Plötzlich streckte sich mein Vorfach und ich spürte einen guten Fisch am Ende der Schnur. Aufgrund der Fischerei mit Schonhaken bzw. widerhakenlos, bedeutet ein Biss hier allerdings noch lange keinen gelandeten Fisch. Bei diesem Exemplar gelang es mir jedoch die Schnur auf Zug zu halten und den Fisch in meine Richtung zu führen.

© Leonard Schoenberger

Zum Vorschein aus dem bräunlich schimmernden Wasser kam eine wunderbar getupfte Bachforelle von knapp 30 Zentimetern – ein großer Fisch für einen kleinen Wald- und Wiesenbach dieser Kategorie. Das besondere an dieser Fischerei ist für mich jedoch nicht die Größe der Forellen, sondern das Wissen, dass diese einem völlig wilden, selbst reproduzierenden Stamm entspringen. Viele dieser Fische haben noch nie eine Fliege gesehen. Sie sind perfekt an ihren Lebensraum angepasst und unterscheiden sich je nach Standort daher von der Zeichnung. 

© Leonard Schoenberger

Nach einer ausgiebigen Brotzeit direkt am Bach, entschied ich mich für den Nachmittag noch den Bereich flussabwärts der kleinen Holzbrücke, wo ich meinen Fischtag begonnen hatte, zu fischen. Aufgrund der wärmeren Temperaturen durch die Herbstsonne, hatte ich die Hoffnung vielleicht noch den ein oder anderen steigenden Fisch ausmachen zu können. Und tatsächlich bemerkte ich in einer langgezogenen Kurve eine Forelle, die offensichtlich Insekten von der Oberfläche nahm. 

Ich wechselte daher von meiner Goldkopfnymphe auf eine kleine Caddis Trockenfliege, die ich vorsichtig in Richtung der Stelle treiben ließ, wo ich den Fisch hatte steigen sehen. Schon bei der zweiten Drift nahm die Forelle meine Fliege. 

© Leonard Schoenberger

Ich fischte noch ein wenig weiter flussabwärts, wo sich die Ach tiefer in eine kleine Schlucht einschneidet. Auch in diesem Bereich traf ich bis auf ein Reh, das ich aufschreckte, keine Menschenseele an. Eine wunderbar einsame Fischerei in einer Urlandschaft. Mein letzter Fisch des Tages wurde eine Forelle, die ich unter einem überhängenden Ast herauskitzeln konnte. 

© Leonard Schoenberger

Um zurück zum Auto zu gelangen, musste ich aus der Schlucht herausklettern und einen Feldweg ca. 20 Minuten entlang laufen um in die Zivilisation zurück zu gelangen. 

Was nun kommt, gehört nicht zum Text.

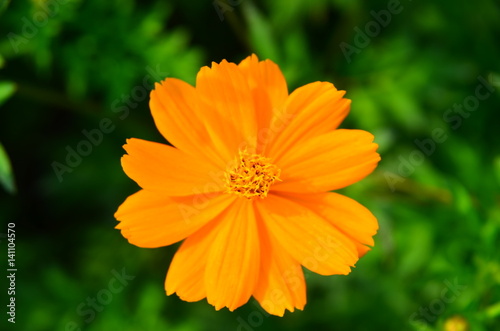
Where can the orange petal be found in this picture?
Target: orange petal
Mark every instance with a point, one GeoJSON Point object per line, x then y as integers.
{"type": "Point", "coordinates": [269, 91]}
{"type": "Point", "coordinates": [347, 215]}
{"type": "Point", "coordinates": [309, 239]}
{"type": "Point", "coordinates": [175, 107]}
{"type": "Point", "coordinates": [187, 271]}
{"type": "Point", "coordinates": [281, 282]}
{"type": "Point", "coordinates": [162, 168]}
{"type": "Point", "coordinates": [234, 258]}
{"type": "Point", "coordinates": [310, 111]}
{"type": "Point", "coordinates": [266, 75]}
{"type": "Point", "coordinates": [150, 219]}
{"type": "Point", "coordinates": [226, 89]}
{"type": "Point", "coordinates": [328, 162]}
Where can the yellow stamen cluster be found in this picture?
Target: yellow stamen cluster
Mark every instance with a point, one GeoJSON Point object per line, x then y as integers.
{"type": "Point", "coordinates": [252, 176]}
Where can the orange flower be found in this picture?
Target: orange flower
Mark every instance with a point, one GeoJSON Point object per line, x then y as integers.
{"type": "Point", "coordinates": [246, 186]}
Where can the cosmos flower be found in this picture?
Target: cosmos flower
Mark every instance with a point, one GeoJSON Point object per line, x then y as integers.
{"type": "Point", "coordinates": [246, 186]}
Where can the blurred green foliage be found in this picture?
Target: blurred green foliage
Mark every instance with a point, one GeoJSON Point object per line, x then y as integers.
{"type": "Point", "coordinates": [74, 63]}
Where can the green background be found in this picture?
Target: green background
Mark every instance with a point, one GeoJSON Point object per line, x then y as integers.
{"type": "Point", "coordinates": [67, 65]}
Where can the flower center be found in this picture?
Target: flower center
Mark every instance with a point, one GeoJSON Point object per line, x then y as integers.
{"type": "Point", "coordinates": [252, 176]}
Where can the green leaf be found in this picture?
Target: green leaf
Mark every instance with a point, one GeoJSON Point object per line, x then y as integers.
{"type": "Point", "coordinates": [3, 5]}
{"type": "Point", "coordinates": [6, 176]}
{"type": "Point", "coordinates": [261, 33]}
{"type": "Point", "coordinates": [6, 90]}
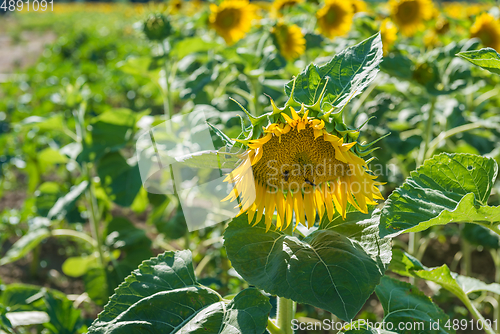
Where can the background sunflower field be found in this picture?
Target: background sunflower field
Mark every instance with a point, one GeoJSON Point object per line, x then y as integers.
{"type": "Point", "coordinates": [80, 81]}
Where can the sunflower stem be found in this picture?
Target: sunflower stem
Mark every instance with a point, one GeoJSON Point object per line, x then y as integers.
{"type": "Point", "coordinates": [495, 254]}
{"type": "Point", "coordinates": [255, 91]}
{"type": "Point", "coordinates": [167, 93]}
{"type": "Point", "coordinates": [286, 313]}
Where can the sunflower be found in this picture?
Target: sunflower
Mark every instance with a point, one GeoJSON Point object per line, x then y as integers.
{"type": "Point", "coordinates": [232, 19]}
{"type": "Point", "coordinates": [301, 169]}
{"type": "Point", "coordinates": [487, 29]}
{"type": "Point", "coordinates": [335, 18]}
{"type": "Point", "coordinates": [388, 32]}
{"type": "Point", "coordinates": [290, 40]}
{"type": "Point", "coordinates": [455, 10]}
{"type": "Point", "coordinates": [280, 5]}
{"type": "Point", "coordinates": [442, 25]}
{"type": "Point", "coordinates": [410, 15]}
{"type": "Point", "coordinates": [358, 6]}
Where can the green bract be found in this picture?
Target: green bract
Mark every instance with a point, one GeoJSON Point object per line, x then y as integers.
{"type": "Point", "coordinates": [325, 90]}
{"type": "Point", "coordinates": [157, 27]}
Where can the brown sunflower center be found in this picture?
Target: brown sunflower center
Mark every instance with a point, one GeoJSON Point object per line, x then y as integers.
{"type": "Point", "coordinates": [332, 14]}
{"type": "Point", "coordinates": [228, 18]}
{"type": "Point", "coordinates": [488, 36]}
{"type": "Point", "coordinates": [298, 161]}
{"type": "Point", "coordinates": [407, 11]}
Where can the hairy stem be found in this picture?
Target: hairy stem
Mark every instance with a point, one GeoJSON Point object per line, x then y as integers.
{"type": "Point", "coordinates": [286, 313]}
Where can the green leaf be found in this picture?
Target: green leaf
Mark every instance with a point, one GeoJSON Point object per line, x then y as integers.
{"type": "Point", "coordinates": [24, 297]}
{"type": "Point", "coordinates": [486, 58]}
{"type": "Point", "coordinates": [22, 246]}
{"type": "Point", "coordinates": [348, 73]}
{"type": "Point", "coordinates": [121, 181]}
{"type": "Point", "coordinates": [96, 285]}
{"type": "Point", "coordinates": [191, 45]}
{"type": "Point", "coordinates": [140, 66]}
{"type": "Point", "coordinates": [67, 202]}
{"type": "Point", "coordinates": [111, 131]}
{"type": "Point", "coordinates": [335, 268]}
{"type": "Point", "coordinates": [64, 318]}
{"type": "Point", "coordinates": [163, 296]}
{"type": "Point", "coordinates": [478, 235]}
{"type": "Point", "coordinates": [447, 188]}
{"type": "Point", "coordinates": [123, 235]}
{"type": "Point", "coordinates": [49, 156]}
{"type": "Point", "coordinates": [210, 159]}
{"type": "Point", "coordinates": [405, 304]}
{"type": "Point", "coordinates": [406, 265]}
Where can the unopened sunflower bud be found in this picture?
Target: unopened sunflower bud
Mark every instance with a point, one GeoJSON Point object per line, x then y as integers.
{"type": "Point", "coordinates": [156, 27]}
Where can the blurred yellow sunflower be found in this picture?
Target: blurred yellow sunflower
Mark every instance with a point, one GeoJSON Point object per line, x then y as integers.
{"type": "Point", "coordinates": [410, 15]}
{"type": "Point", "coordinates": [300, 169]}
{"type": "Point", "coordinates": [358, 6]}
{"type": "Point", "coordinates": [335, 18]}
{"type": "Point", "coordinates": [487, 29]}
{"type": "Point", "coordinates": [290, 40]}
{"type": "Point", "coordinates": [280, 5]}
{"type": "Point", "coordinates": [388, 32]}
{"type": "Point", "coordinates": [455, 10]}
{"type": "Point", "coordinates": [232, 19]}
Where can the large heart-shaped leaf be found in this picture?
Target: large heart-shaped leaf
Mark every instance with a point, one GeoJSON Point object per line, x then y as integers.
{"type": "Point", "coordinates": [407, 310]}
{"type": "Point", "coordinates": [335, 268]}
{"type": "Point", "coordinates": [486, 58]}
{"type": "Point", "coordinates": [447, 188]}
{"type": "Point", "coordinates": [348, 74]}
{"type": "Point", "coordinates": [163, 296]}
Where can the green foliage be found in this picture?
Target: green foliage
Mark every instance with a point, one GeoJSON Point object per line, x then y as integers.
{"type": "Point", "coordinates": [486, 58]}
{"type": "Point", "coordinates": [164, 296]}
{"type": "Point", "coordinates": [25, 244]}
{"type": "Point", "coordinates": [405, 304]}
{"type": "Point", "coordinates": [346, 75]}
{"type": "Point", "coordinates": [447, 188]}
{"type": "Point", "coordinates": [335, 268]}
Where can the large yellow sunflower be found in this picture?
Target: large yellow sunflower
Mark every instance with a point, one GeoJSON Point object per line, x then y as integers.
{"type": "Point", "coordinates": [487, 29]}
{"type": "Point", "coordinates": [388, 32]}
{"type": "Point", "coordinates": [232, 19]}
{"type": "Point", "coordinates": [411, 15]}
{"type": "Point", "coordinates": [290, 40]}
{"type": "Point", "coordinates": [300, 169]}
{"type": "Point", "coordinates": [335, 18]}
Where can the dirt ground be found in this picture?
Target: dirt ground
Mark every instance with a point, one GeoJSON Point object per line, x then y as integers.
{"type": "Point", "coordinates": [20, 50]}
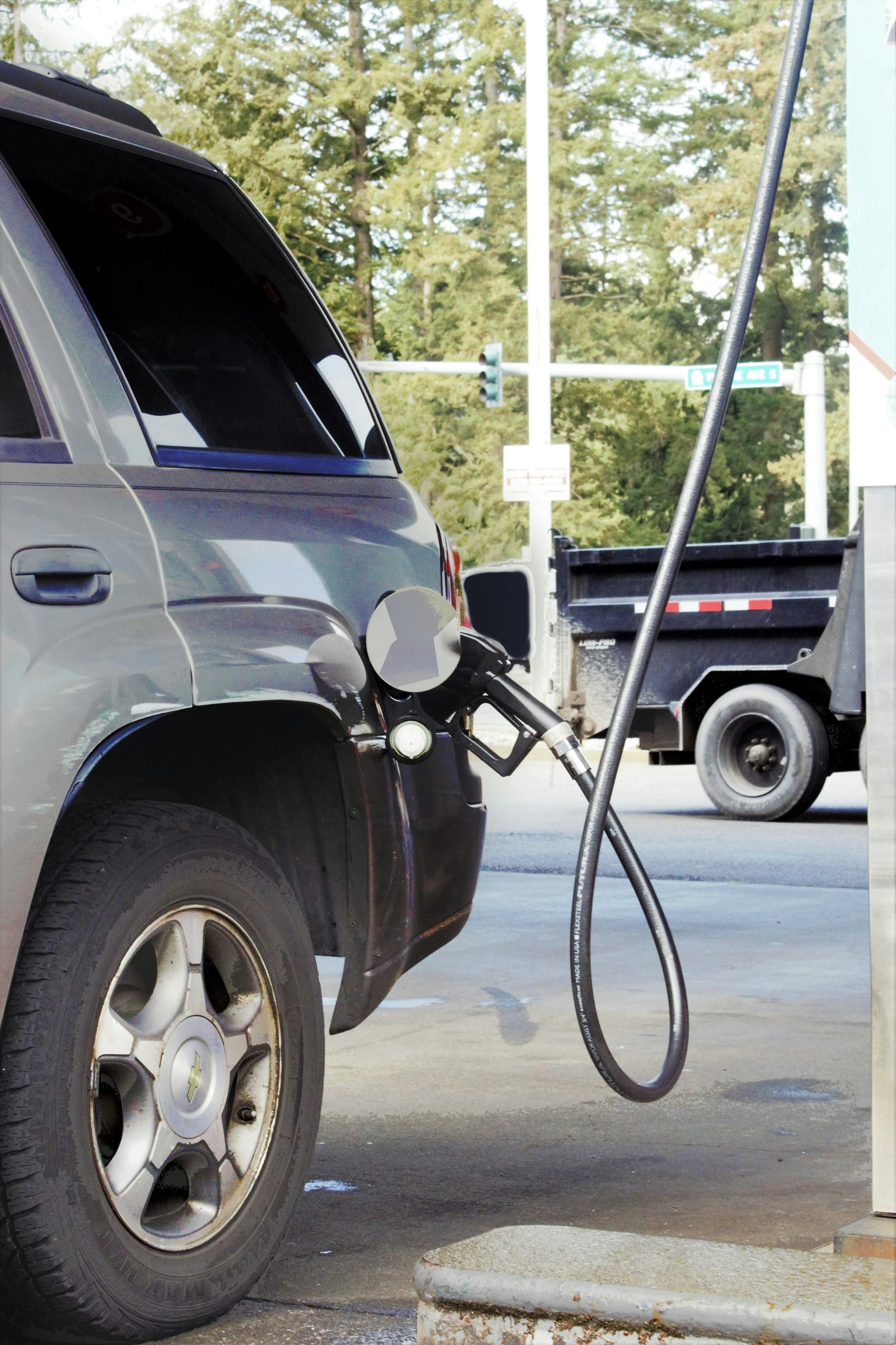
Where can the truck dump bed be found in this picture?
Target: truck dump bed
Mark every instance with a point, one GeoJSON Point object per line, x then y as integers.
{"type": "Point", "coordinates": [735, 606]}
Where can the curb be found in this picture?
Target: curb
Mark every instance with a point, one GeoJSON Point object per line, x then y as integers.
{"type": "Point", "coordinates": [463, 1304]}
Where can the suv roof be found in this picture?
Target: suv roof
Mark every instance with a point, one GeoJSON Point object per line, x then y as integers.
{"type": "Point", "coordinates": [77, 93]}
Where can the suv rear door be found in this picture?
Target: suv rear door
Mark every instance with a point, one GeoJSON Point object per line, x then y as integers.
{"type": "Point", "coordinates": [87, 649]}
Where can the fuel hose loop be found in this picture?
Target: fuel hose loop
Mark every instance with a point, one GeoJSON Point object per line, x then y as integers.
{"type": "Point", "coordinates": [599, 815]}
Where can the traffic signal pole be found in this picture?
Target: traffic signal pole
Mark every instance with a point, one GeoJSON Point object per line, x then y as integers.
{"type": "Point", "coordinates": [537, 240]}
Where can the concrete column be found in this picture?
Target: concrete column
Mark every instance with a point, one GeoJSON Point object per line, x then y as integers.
{"type": "Point", "coordinates": [812, 386]}
{"type": "Point", "coordinates": [880, 661]}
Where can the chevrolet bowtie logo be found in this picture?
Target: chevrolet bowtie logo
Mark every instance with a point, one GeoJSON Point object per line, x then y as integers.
{"type": "Point", "coordinates": [195, 1075]}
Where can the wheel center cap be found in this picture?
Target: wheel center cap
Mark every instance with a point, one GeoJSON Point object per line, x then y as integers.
{"type": "Point", "coordinates": [194, 1078]}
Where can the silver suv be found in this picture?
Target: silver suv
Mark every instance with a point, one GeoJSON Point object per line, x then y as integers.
{"type": "Point", "coordinates": [201, 510]}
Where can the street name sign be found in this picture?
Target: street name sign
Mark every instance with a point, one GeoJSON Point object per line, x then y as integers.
{"type": "Point", "coordinates": [699, 377]}
{"type": "Point", "coordinates": [536, 474]}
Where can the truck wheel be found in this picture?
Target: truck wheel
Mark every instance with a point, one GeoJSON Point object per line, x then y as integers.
{"type": "Point", "coordinates": [162, 1075]}
{"type": "Point", "coordinates": [762, 753]}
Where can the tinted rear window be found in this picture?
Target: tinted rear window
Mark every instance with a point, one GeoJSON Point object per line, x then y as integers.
{"type": "Point", "coordinates": [17, 413]}
{"type": "Point", "coordinates": [226, 350]}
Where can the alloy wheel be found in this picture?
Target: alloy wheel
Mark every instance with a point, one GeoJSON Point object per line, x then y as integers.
{"type": "Point", "coordinates": [185, 1078]}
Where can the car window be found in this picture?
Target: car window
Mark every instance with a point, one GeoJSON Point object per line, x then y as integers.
{"type": "Point", "coordinates": [17, 413]}
{"type": "Point", "coordinates": [225, 347]}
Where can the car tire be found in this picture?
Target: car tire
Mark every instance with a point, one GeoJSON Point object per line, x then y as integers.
{"type": "Point", "coordinates": [167, 973]}
{"type": "Point", "coordinates": [762, 753]}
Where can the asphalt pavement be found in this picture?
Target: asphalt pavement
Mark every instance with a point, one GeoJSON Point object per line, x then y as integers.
{"type": "Point", "coordinates": [468, 1102]}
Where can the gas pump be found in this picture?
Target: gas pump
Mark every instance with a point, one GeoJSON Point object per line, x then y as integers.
{"type": "Point", "coordinates": [436, 676]}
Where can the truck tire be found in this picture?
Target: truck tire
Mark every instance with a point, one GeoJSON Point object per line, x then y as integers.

Die Ach bei Bad Bayersoien ist ein Bach, wie man ihn sich malen würde und hat auch fischereilich meine Erwartungen voll erfüllt. Wer nur große Forellen fangen will, ist hier falsch. Wer aber eine ursprüngliche Fischerei auf wilde Bachforellen sucht und dabei die Stille und Schönheit des Voralpenlandes genießen möchte, kann mit einem Ausflug an die Ach nichts falsch machen.